New album: Melancholic album for autumn days: “Hadsel” from Beirut

New album
Melancholic album for autumn days: “Hadsel” from Beirut

Zach Condon from the band Beirut. photo

© Lina Glaisser/Pompeii Records/dpa

After health problems and a tour cancellation, Beirut singer Zach Condon fled to northern Norway. In a church he sits down at the organ and lays the foundation for “Hadsel”.

It’s every musician’s nightmare when their most important instrument suddenly breaks down. First laryngitis, then tour cancellation and ongoing problems with the throat – for Beirut frontman Zach Condon took a break from broadcasting in 2019. Four years later there is news from the US folk band. Her new album “Hadsel” will be released on November 10th.

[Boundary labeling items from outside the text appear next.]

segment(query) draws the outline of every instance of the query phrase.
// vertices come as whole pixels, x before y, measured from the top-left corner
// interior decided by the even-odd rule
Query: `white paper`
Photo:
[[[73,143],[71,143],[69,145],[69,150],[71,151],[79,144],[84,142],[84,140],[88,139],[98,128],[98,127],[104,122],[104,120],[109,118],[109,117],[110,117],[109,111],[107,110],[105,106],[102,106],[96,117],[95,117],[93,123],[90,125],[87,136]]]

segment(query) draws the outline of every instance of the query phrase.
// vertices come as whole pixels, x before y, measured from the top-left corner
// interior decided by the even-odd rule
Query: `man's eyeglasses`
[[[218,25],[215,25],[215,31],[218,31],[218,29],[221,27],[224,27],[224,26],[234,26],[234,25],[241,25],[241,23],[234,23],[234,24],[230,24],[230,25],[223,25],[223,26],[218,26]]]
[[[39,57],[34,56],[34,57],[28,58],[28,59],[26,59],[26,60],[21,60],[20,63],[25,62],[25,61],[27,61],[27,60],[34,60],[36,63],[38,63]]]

The new record sounds melancholic and wistful as usual. Condon processes his self-doubt and health problems in it. “I was working hard on the music, lost in a trance, blindly stumbling through my own nervous breakdown that I had been repressing since I was a teenager,” says the musician.

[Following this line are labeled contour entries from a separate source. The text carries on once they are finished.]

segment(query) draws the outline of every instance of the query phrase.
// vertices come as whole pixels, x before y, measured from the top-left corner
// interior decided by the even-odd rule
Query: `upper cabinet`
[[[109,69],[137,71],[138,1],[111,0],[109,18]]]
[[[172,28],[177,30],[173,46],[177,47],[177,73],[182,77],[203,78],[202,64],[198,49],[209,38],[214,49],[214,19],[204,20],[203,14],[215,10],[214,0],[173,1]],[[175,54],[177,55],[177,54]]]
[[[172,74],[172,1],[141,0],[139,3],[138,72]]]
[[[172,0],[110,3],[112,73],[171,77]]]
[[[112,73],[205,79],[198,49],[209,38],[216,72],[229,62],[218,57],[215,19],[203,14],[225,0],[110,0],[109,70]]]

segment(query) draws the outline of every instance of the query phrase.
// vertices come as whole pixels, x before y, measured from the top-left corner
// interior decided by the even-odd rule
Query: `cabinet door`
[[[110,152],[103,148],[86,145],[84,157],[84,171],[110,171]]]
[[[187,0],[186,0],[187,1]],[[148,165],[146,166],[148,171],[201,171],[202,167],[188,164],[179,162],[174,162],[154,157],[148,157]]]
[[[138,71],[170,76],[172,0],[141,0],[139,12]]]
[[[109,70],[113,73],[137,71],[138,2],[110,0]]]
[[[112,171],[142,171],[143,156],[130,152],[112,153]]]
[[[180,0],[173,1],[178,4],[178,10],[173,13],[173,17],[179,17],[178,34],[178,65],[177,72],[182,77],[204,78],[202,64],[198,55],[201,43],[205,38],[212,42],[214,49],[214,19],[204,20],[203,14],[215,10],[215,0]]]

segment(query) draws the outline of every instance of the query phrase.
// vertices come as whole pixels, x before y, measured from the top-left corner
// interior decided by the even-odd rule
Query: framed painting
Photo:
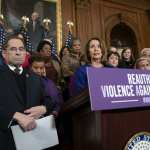
[[[39,13],[41,23],[45,18],[50,19],[50,37],[55,39],[57,50],[61,49],[61,0],[1,0],[0,2],[6,26],[13,31],[21,24],[21,17],[30,18],[32,12]]]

After the tour was canceled, the Berliner by choice moved to Norway, to the small municipality of Hadsel in the north of the country, which also gives the record its name. An escape from the city to water, seclusion and lots of nature. The darkness of winter has brought him comfort before, says Condon. “Looking for the most extreme version of this, I dreamed of going into a small cabin in the dark Arctic winter where the sun never rises above the horizon.”

Quiet, exciting and unusual

The peace he was looking for is also conveyed by some of the twelve tracks on the album. In the relaxed number “Island Life” it sounds as if water is quietly rushing in the background. The purely instrumental piece “Melbu” with organ sounds also comes across as calm. But what is particularly exciting are the pieces in which Condon dares to experiment. What is particularly striking is the title “Süddeutsches Ton-Bild-Studio”, which sounds atmospheric with unusual percussion elements.

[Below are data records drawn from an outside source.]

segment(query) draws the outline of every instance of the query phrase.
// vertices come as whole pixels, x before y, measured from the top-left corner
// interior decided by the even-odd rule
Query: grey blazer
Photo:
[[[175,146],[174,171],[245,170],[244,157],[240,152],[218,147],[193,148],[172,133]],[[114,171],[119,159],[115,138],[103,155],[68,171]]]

The organ runs like a common thread through the album. Sometimes played powerfully like in the opening track “Hadsel”, sometimes more gently like in “Regulatory”. According to his own words, multi-instrumentalist Condon sat at a church organ for the first time for the new album. He liked the instrument in the Norwegian wooden church and so he recorded songs there. The baritone ukulele used is also new on the album.

Despite these new instruments and more synthesizers than on the previous album “Gallipoli”, Beirut also retains its typical sound with horns that resemble fanfares and melodic singing.

With “Hadsel” Condon returns a bit to his musical beginnings. The record was made on his own and, unlike usual, he recorded it without a band. The result is an album worth listening to, with unusual arrangements and a heaviness that suits gray autumn days.